The House of Representatives yesterday voted to strip the President’s ability to allow repairs or parts for Iran’s civilian aircraft.
Currently, U.S. sanctions prevent Iran from buying new civilian aircraft or purchasing spare parts for their aging fleet. They also prevent repairs and even block U.S. companies from conducting crash investigations to prevent future accidents. However, through the humanitarian waver, the President has the power to license these activities on a case-by-case basis.
This bill eliminates that waiver.
According to the International Civil Aviation Organization, “United States sanctions against the Islamic Republic of Iran have adversely affected the safety of civil aviation. The findings of ICAO should be upsetting to anyone, who is committed to the safety of civil aviation and the safety of air transport.”
Iranian Aviation Accidents since 2002
|Iran Air Tours Flight 956
|Saha Air Lines
|Iranian Air Force
|Iran Air Tours
|Aug. 24, 2008
|Iran Aseman Airlines
|Shahin Shahr-Hesa Air Base
|Aria Air Flight 1525
|Iran Air Flight 277
Ironically, the State Department just last week launched a “virtual embassy” that includes as one of its goals, “to encourage travel to the United States.” While that is a laudable effort, when taken in conjunction with Congressional efforts to make air travel more deadly for Iranians, any direct goodwill the Administration tries to create with Iran’s people is being undermined by the severity of indiscriminate sanctions that increasingly look like collective punishment. In fact, the author of the aircraft provision, Rep. Brad Sherman (D-CA), has said as much–saying the sanction will only work if they punish ordinary Iranians.
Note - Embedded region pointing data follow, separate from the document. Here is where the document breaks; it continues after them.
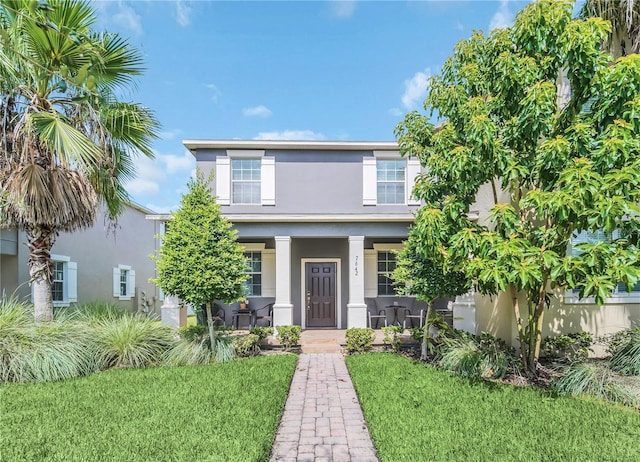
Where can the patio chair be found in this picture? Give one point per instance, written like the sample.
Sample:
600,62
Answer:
382,314
408,315
267,314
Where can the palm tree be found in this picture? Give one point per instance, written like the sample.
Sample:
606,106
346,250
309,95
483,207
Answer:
624,16
68,141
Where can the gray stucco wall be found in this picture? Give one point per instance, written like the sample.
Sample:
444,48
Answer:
310,182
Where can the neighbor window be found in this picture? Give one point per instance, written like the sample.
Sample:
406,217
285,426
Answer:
57,287
386,265
124,282
390,181
245,181
254,270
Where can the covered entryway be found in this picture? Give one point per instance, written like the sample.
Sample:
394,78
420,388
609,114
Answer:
320,294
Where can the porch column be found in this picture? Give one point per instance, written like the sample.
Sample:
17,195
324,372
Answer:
356,308
283,309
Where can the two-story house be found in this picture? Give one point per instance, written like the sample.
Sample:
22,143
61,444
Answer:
319,221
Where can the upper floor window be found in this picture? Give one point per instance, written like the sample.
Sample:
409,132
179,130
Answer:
254,269
386,265
390,181
245,181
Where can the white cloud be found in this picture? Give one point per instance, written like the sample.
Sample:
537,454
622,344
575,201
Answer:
127,17
257,111
175,164
297,135
343,9
415,89
502,18
183,12
216,93
169,134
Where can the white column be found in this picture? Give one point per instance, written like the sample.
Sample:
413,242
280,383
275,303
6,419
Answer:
356,308
283,309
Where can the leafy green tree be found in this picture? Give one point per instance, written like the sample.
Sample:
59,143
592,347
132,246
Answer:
200,260
68,140
547,169
425,278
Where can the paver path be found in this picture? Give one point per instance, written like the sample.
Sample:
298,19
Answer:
322,420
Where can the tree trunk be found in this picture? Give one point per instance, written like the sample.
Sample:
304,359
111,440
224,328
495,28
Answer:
212,334
425,332
40,241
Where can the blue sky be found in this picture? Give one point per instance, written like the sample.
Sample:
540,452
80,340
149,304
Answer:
327,70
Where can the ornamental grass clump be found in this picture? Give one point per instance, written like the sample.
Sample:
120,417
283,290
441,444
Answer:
625,352
131,341
31,352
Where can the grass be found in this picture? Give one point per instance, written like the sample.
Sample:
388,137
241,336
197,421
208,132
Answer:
220,412
417,412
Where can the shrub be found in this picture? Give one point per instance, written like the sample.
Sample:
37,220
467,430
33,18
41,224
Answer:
569,347
288,336
592,379
483,356
188,353
626,354
247,345
359,339
32,352
262,332
131,341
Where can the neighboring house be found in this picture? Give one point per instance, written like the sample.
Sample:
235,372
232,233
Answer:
103,263
319,222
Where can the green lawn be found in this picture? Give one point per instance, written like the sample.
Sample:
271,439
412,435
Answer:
416,412
222,412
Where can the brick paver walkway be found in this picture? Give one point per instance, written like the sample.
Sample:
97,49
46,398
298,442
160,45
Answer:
322,420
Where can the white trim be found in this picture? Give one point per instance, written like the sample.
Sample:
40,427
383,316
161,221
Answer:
241,153
253,246
268,181
391,155
287,144
223,180
313,218
303,282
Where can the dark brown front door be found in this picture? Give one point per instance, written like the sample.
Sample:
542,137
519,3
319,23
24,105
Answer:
321,294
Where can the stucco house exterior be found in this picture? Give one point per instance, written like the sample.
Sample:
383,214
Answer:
102,263
319,221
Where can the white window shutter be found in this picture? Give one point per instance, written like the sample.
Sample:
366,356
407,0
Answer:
413,169
131,284
268,181
72,282
369,181
116,282
223,180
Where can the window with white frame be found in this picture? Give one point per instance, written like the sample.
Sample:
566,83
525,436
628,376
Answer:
245,181
390,177
64,286
386,265
254,270
124,282
591,237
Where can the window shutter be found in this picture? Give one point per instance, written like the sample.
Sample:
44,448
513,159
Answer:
369,181
223,180
116,282
413,169
72,282
131,284
268,181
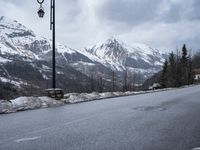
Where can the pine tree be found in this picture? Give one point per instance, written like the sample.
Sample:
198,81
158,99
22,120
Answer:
184,66
164,77
172,69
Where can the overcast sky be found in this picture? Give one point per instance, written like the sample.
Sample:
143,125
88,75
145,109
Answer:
163,24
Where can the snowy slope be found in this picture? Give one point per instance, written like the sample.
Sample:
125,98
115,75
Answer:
19,44
120,56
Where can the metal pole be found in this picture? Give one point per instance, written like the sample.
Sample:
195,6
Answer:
54,48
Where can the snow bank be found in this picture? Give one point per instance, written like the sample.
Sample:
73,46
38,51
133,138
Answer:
29,103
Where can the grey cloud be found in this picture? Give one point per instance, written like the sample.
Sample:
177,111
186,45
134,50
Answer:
131,12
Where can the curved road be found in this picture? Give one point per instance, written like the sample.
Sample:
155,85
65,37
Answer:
167,120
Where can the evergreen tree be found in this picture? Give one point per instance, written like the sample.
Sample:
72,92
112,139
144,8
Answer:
172,69
184,66
164,77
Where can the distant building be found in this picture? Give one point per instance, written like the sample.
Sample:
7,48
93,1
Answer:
197,74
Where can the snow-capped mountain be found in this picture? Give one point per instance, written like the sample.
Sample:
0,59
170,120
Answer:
118,56
25,59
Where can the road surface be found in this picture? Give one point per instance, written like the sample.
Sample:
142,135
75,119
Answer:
167,120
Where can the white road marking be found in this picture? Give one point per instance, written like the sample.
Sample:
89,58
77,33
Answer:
27,139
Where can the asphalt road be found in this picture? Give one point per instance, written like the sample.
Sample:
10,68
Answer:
167,120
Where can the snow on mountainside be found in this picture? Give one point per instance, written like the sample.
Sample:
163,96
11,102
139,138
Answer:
25,58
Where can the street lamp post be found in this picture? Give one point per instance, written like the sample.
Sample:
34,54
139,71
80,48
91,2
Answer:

That is not to say that there is not an onus on the Iranian government to rectify this situation. However, unaccountable Iranian officials prefer to play the victim card and blame the U.S. instead of protect their population from danger. This just displays yet again how ordinary people in Iran are being squeezed in the conflict between Washington and Tehran; trapped between a repressive, undemocratic government on one side, and an oppressive Western sanctions regime on the other.
Within our current political climate, it is crucial to distinguish between policy that places pressure on the Iranian government and sanctions that are in reality directed towards ordinary people. Removing the humanitarian waiver belies any claims by policymakers that the sanctions proposed are only meant to target the Iranian government, not the people.
The message sent by eliminating this humanitarian waver is direct and will be interpreted as an explicit means to impede the lives of regular individuals.
If the bill is approved–it now rests with the Senate–it will not only lead to more deaths through the adverse effects on the safety of aviation, but will suffocate the mobility of millions, while increasing resentment towards U.S. policy.